Une étude conduite par des chercheurs de l'Université de Berkeley, publiée dans la revue Plos One, dévoile que cette taxe, instaurée en 2014, commence à porter ses fruits. Berkeley a été la pionnière en matière de taxation sur les sodas, visant à diminuer la consommation de ces boissons afin de lutter contre l'obésité et le diabète de type 2.
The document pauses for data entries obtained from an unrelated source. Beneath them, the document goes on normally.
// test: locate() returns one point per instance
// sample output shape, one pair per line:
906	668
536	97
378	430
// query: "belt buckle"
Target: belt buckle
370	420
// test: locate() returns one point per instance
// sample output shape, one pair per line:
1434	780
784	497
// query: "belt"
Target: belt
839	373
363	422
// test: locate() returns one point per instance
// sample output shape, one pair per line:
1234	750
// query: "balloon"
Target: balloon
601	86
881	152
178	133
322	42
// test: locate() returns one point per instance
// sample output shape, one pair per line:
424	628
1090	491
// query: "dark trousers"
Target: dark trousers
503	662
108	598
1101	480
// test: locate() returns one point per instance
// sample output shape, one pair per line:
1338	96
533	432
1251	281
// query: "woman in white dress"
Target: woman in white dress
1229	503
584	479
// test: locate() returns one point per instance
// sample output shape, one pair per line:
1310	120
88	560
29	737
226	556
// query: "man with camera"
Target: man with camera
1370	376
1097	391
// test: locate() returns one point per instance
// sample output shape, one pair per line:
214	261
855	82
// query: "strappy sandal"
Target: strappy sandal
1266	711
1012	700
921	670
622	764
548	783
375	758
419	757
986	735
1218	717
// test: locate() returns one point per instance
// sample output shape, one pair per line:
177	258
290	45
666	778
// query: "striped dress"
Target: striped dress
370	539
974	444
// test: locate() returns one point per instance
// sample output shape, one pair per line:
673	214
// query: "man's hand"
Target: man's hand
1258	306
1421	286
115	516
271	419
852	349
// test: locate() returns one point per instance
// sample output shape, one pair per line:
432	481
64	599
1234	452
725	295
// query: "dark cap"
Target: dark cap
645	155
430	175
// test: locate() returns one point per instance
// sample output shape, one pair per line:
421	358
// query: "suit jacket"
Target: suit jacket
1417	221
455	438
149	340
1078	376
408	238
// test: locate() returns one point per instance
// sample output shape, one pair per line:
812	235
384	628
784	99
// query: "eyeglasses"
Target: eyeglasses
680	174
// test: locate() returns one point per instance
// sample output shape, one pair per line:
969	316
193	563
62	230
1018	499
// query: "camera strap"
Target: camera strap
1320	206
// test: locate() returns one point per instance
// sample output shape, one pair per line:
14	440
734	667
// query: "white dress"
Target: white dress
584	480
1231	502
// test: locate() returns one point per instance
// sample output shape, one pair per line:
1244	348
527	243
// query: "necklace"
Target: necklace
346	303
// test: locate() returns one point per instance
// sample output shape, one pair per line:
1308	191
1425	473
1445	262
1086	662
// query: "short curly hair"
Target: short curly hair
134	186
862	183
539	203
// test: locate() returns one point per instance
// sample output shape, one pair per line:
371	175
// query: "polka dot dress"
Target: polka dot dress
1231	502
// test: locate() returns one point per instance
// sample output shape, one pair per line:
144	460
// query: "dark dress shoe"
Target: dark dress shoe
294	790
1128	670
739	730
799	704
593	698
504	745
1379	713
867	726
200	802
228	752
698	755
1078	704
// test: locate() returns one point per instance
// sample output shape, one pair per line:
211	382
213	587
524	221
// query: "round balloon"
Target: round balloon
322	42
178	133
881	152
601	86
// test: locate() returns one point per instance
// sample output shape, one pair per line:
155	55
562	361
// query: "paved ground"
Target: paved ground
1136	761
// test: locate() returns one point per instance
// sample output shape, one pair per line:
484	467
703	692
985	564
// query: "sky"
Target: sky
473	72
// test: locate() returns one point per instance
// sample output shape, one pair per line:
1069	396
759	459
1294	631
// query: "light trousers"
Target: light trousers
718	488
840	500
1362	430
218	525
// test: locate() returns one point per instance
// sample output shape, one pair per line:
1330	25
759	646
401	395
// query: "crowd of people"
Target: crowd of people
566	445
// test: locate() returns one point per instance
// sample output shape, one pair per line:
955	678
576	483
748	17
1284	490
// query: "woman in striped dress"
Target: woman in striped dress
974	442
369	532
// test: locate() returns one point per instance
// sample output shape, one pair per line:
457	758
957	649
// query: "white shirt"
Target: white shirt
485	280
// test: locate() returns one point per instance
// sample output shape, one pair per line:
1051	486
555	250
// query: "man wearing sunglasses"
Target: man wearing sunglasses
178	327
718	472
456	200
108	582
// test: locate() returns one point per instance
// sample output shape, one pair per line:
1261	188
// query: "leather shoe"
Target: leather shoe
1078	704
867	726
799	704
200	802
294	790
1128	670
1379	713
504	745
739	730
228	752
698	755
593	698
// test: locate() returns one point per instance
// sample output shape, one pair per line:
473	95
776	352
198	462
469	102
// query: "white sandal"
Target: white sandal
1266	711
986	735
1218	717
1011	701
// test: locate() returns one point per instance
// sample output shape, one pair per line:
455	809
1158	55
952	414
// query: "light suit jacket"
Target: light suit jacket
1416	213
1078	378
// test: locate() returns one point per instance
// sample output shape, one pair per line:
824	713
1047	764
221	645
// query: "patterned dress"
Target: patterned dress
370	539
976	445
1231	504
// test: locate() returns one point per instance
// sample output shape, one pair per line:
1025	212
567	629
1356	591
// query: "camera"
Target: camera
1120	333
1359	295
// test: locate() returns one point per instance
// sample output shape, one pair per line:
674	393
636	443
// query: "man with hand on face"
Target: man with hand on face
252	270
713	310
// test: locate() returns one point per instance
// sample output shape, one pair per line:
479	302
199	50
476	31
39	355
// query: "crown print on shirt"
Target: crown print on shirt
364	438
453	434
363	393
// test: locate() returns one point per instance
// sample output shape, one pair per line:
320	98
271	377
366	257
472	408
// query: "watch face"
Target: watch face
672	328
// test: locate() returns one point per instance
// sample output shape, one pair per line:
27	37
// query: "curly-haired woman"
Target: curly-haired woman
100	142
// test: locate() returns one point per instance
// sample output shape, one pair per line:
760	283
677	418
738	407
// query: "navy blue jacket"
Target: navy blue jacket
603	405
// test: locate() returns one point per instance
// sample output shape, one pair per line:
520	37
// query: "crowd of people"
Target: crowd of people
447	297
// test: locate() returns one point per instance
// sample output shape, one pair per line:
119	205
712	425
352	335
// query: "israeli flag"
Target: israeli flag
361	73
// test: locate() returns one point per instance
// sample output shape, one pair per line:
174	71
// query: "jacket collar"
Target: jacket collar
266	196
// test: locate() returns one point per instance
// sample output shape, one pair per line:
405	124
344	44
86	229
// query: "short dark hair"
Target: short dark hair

Les données montrent qu'un an après l'instauration de cette taxe, les ventes de boissons sucrées ont chuté de 10 %, tandis que celles des eaux minérales ont bondi de 16 %. Parallèlement, une hausse a également été observée concernant le thé non sucré, le lait et les jus de fruits.
Un potentiel à explorer dans les zones à faible revenu
"Les résultats de cette étude sont surprenants, car Berkeley n'est pas une des villes les plus pauvres des États-Unis. Nous ne nous attendions pas à ce qu'une taxe supplémentaire ait un impact aussi direct", déclare le Dr Barry Popkin, auteur principal de l’étude. Il suggère que l'impact de cette taxe pourrait être encore plus fort dans des villes à faible revenu.
À titre de comparaison, il mentionne l'exemple du Mexique, qui a instauré une taxe similaire en 2014 et où la consommation de boissons sucrées a immédiatement chuté de 17 %.
Cependant, les chercheurs précisent qu’il est prématuré d’établir un lien direct entre la taxe sur les sodas et une amélioration de la santé générale des populations. Il faudra plusieurs années pour observer des effets mesurables sur le diabète et les taux d'obésité.